Location: Louisville, KY, USA
Buell's Army Enters Louisville (HW 10/18/1862)
As the sun rose on September 26, 1862, the Lancaster County Regiment marched into the city that one year previous had welcomed the regiment to the war's western theater. Part race, part retreat, Gen. Buell's Army of the Ohio succeeded in beating the Confederate army to Louisville.  Although tired and hungry from the preceding weeks' forced marches and restricted rations, the Lancasterians felt relieved to finally be part of the main body of the Army of the Ohio, instead of detached duty like they had essentially been performing since March or April.

Hospital Steward John B. Chamberlain recounted the regiment's recent activity in a letter published in the October 1, 1862, Daily Inquirer (see full text here):
Since my last letter (link) the 79th has seen rough but active service.  Two weeks ago we received orders to move, and from that time to the present we have literally obeyed orders, and tramped over "the dark and bloody ground" after Secesh until we finally arrived at Louisville, and, as usual in our case, found that the enemy was not "thar."  When we started on the march the men were but poorly furnished with rations, the great bulk of the provisions being aboard the wagon train, and after one day's march the teams were so far in the rear that it was utterly impossible for them to catch up with the regiment, which was with the main body of the army.  The Quartermaster, however, did the best he could under existing circumstances; full rations of flour were issued to the regiment instead of crackers.  The entire ingenuity of the regiment was fully taxed to promptly improvise an article of food from flour and water; and many were the means resorted to, and odd contrivances employed, for baking.  Some wound the unleavened dough around sticks, others heated stones and some laid it upon boards--all aiming to make something eatable out of the most uneatable, unpalatable article ever compounded for human digestion.  
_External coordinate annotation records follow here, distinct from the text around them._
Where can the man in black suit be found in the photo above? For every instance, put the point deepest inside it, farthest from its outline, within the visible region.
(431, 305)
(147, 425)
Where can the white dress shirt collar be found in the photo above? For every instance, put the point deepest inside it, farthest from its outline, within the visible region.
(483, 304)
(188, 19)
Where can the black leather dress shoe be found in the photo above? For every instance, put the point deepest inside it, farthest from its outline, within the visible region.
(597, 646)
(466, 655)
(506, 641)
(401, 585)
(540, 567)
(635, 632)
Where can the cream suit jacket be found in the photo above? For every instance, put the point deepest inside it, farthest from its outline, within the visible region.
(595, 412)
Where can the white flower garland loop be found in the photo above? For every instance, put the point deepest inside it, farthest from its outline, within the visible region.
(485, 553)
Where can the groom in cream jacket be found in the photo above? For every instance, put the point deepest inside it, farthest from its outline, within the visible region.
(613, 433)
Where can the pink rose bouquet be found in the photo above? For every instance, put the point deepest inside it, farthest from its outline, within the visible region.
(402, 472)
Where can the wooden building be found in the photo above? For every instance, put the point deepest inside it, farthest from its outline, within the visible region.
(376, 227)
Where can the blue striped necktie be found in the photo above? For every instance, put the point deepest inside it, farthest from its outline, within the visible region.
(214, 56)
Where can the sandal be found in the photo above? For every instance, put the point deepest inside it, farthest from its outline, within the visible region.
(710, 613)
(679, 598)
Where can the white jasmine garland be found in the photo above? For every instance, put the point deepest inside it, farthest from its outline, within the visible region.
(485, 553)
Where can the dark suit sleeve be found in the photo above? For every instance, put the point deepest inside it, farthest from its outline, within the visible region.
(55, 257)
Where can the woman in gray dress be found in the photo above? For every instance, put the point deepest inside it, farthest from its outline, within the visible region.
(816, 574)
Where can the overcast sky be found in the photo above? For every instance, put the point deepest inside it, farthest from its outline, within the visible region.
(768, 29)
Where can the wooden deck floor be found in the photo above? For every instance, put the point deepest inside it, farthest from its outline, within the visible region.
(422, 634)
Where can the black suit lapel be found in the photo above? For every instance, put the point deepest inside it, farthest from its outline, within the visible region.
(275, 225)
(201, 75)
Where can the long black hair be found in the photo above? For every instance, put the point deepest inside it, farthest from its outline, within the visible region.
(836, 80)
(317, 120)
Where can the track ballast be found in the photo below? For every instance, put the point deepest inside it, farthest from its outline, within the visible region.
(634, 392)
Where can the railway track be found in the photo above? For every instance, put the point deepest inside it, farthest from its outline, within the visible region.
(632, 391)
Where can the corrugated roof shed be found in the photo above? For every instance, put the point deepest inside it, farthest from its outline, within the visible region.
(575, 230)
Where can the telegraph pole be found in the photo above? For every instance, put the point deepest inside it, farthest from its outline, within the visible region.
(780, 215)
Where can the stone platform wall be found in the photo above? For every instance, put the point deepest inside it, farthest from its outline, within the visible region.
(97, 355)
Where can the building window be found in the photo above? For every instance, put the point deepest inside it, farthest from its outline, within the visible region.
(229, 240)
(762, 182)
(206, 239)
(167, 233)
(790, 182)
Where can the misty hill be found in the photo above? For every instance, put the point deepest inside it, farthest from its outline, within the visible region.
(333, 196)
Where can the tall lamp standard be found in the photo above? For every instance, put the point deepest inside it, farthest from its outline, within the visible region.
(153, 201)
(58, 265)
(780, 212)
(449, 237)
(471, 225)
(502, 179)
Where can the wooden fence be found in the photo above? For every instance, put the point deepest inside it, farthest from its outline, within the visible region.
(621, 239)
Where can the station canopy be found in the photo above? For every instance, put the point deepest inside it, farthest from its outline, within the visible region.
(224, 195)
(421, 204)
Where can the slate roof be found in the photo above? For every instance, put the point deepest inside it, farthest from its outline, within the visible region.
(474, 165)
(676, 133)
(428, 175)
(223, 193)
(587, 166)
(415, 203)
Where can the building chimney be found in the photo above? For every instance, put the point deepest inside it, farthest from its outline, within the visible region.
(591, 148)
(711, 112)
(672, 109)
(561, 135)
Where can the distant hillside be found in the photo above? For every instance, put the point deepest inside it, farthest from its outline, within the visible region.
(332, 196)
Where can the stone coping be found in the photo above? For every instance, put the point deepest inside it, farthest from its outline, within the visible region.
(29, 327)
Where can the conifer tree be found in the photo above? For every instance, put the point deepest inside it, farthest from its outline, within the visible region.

Daily Evening Express correspondent Elias H. Witmer positively reviewed the regiments efforts, pronouncing, "The Lancaster county female cooks are knocked in the shade...The bread which these ovens turn out is christened 'Buell's slab-jacks' and 'bullet-proof doughnuts.'" [10/1/1862]

As satisfied as the Lancasterians felt with their own culinary abilities, they felt distressed about the state of the Army of the Ohio, to which they belonged.  Witmer and Chamberlain both lamented that the regiment had not the opportunity to fight on the banks of the Potomac.  Frustration began to build with Don Carlos Buell as much ground gained over the past year had been lost.  Comparing the situation in late September 1862 to that of earlier in the year, Chamberlain wrote
How different are the prospects now, from what they then appeared to us.  Then we were on the aggressive, and in a few short months Donelson, Henry and Shiloah shed lustre on our victorious arms.  Now we are on the defensive, and accumulated ruin and disaster has continually attended our every effort, since the inauguration of the "masterly inactivity policy" by the Commander-in-Chief of this department.  
 As September drew to a close, the situation deteriorated almost comically (and definitely tragically), as various factions within the army led to confrontations.  One general murdered another.  Washington relieved Buell of command and then rescinded the order.  Tens of thousands of green troops were absorbed into the army.  Yet, somehow, on October 1, Don Carlos Buell led an army out of Louisville to take the offensive and confront the Confederate army.